The City of Cambridge has long been regarded as a centre of excellence; there has been a settlement on the banks of the River Cam for nearly two thousand years, and in the 13th century the University was established, with the founding of the first College, Peterhouse.

Cambridge is located about 60 miles (100 Km) from London. Its university was founded in the eleventh century by disaffected academics from Oxford University. The oldest building from that time is in St John's College but the oldest surviving college is Peterhouse. Cambridge and Oxford are similar distances from London: Oxford lies to the west and Cambridge to the north. The distance was sufficiently great that the ruling monarch could not travel from London to either town in mediaeval times in one day.

The University has evolved slowly over the centuries and for much of the time it has been more like a collection of monasteries than the University that exists today.

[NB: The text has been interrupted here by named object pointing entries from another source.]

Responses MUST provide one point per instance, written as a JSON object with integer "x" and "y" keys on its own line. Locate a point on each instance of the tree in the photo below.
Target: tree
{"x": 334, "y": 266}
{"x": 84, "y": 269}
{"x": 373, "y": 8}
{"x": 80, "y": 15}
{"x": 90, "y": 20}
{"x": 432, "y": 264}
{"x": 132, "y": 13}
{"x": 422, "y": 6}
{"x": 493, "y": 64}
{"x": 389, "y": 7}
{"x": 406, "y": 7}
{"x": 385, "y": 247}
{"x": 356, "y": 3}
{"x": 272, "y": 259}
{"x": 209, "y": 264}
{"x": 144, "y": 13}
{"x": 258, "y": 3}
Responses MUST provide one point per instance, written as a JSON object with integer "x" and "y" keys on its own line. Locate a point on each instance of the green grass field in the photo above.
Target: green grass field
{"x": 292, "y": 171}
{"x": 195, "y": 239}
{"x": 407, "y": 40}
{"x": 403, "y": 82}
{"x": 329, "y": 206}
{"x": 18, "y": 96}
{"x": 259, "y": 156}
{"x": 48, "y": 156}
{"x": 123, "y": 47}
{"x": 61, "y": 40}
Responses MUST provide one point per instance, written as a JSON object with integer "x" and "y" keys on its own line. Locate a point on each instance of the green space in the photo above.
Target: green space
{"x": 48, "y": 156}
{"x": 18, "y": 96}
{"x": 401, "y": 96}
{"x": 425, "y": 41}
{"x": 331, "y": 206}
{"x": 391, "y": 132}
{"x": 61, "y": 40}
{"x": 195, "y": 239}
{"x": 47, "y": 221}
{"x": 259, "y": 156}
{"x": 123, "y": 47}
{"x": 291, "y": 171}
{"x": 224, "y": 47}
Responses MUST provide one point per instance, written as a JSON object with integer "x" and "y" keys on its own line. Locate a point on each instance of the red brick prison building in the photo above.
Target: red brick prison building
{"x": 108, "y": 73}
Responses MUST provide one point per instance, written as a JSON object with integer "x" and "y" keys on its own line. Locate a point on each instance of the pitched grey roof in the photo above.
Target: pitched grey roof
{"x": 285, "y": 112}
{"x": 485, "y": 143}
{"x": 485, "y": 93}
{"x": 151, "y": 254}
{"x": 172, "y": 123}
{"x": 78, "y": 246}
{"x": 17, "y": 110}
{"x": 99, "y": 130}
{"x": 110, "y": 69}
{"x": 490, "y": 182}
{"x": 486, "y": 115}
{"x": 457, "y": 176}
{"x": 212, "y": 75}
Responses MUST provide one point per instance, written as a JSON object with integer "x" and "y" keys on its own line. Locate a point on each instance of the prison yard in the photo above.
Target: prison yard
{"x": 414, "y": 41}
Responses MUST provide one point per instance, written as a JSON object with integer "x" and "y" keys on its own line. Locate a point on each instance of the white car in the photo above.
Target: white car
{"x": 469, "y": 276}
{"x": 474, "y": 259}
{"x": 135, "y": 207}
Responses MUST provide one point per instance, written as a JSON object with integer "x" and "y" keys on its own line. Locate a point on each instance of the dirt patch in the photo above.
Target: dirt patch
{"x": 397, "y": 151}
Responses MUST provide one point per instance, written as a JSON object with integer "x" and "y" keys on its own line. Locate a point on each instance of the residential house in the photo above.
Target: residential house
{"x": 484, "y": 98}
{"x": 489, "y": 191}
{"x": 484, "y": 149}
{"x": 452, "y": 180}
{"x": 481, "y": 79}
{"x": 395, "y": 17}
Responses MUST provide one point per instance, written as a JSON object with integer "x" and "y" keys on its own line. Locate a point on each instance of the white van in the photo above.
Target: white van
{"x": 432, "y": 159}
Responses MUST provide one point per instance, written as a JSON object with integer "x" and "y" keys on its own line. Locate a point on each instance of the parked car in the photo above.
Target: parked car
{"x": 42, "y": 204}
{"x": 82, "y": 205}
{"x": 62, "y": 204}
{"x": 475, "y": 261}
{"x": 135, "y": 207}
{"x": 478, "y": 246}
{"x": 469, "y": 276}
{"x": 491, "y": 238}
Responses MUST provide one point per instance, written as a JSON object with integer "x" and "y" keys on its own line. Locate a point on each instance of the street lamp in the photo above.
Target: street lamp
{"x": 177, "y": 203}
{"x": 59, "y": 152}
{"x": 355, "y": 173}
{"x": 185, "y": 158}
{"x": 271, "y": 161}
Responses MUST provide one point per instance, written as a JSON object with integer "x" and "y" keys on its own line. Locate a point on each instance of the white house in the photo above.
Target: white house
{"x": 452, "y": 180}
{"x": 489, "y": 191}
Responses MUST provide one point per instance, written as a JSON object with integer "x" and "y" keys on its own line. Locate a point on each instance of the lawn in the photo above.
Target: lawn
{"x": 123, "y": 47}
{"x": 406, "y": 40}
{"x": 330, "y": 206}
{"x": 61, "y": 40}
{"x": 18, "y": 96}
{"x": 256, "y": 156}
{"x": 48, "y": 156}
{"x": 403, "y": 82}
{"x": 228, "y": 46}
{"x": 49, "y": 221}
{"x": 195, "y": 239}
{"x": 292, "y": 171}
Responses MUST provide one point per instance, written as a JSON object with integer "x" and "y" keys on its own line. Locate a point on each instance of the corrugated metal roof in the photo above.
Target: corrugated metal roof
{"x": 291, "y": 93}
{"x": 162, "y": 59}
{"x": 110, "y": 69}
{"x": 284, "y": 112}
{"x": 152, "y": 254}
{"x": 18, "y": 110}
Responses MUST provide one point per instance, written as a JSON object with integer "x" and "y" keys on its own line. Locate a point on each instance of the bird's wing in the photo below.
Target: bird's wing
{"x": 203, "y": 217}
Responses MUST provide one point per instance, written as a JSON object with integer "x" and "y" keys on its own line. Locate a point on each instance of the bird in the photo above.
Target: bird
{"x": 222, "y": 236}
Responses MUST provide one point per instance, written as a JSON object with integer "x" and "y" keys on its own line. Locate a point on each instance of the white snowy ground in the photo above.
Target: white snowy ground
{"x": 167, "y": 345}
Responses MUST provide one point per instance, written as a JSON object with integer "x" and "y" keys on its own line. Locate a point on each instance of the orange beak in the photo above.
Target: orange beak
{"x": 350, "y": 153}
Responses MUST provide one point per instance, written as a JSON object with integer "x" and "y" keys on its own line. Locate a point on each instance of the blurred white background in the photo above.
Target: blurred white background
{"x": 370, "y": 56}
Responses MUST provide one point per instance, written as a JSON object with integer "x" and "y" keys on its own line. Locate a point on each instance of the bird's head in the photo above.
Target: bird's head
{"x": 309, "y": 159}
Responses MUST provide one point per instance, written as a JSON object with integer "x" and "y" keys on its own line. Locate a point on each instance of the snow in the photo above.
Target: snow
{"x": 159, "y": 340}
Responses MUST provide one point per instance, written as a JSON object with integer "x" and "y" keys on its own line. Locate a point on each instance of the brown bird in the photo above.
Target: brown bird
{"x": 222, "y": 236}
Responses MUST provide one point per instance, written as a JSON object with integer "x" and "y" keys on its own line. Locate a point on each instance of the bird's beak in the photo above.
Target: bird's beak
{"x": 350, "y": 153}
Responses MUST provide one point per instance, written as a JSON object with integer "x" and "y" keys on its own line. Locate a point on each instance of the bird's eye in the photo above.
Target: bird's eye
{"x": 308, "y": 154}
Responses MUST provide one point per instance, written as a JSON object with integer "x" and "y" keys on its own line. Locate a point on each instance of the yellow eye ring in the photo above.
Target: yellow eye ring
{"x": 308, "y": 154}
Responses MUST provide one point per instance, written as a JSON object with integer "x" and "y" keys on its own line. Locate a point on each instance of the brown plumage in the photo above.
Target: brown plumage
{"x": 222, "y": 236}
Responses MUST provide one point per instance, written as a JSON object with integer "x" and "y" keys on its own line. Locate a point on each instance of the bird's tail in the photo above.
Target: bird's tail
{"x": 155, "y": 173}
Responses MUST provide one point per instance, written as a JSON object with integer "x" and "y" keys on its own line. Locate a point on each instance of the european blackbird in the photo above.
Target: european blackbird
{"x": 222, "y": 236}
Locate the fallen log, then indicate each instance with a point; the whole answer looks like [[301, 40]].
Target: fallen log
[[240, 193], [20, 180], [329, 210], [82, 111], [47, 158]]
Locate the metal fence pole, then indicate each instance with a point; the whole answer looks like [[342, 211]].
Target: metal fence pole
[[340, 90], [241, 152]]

For example women could not get degrees until 1948 although they had been coming to Cambridge to study for over 100 years prior to that. Indeed, only in 1998 did the University finally get around to awarding degrees to some women students who should have graduated before 1948.

Cambridge is no longer a sleepy university cum market town. It is a bustling city of over 109,000 people in the vanguard of the high-technology revolution. It is a city with many good shops ( the extraordinary variety and quality of the bookshops is a debt undoubtedly owed to the University), international conferences, and exciting festivals each summer.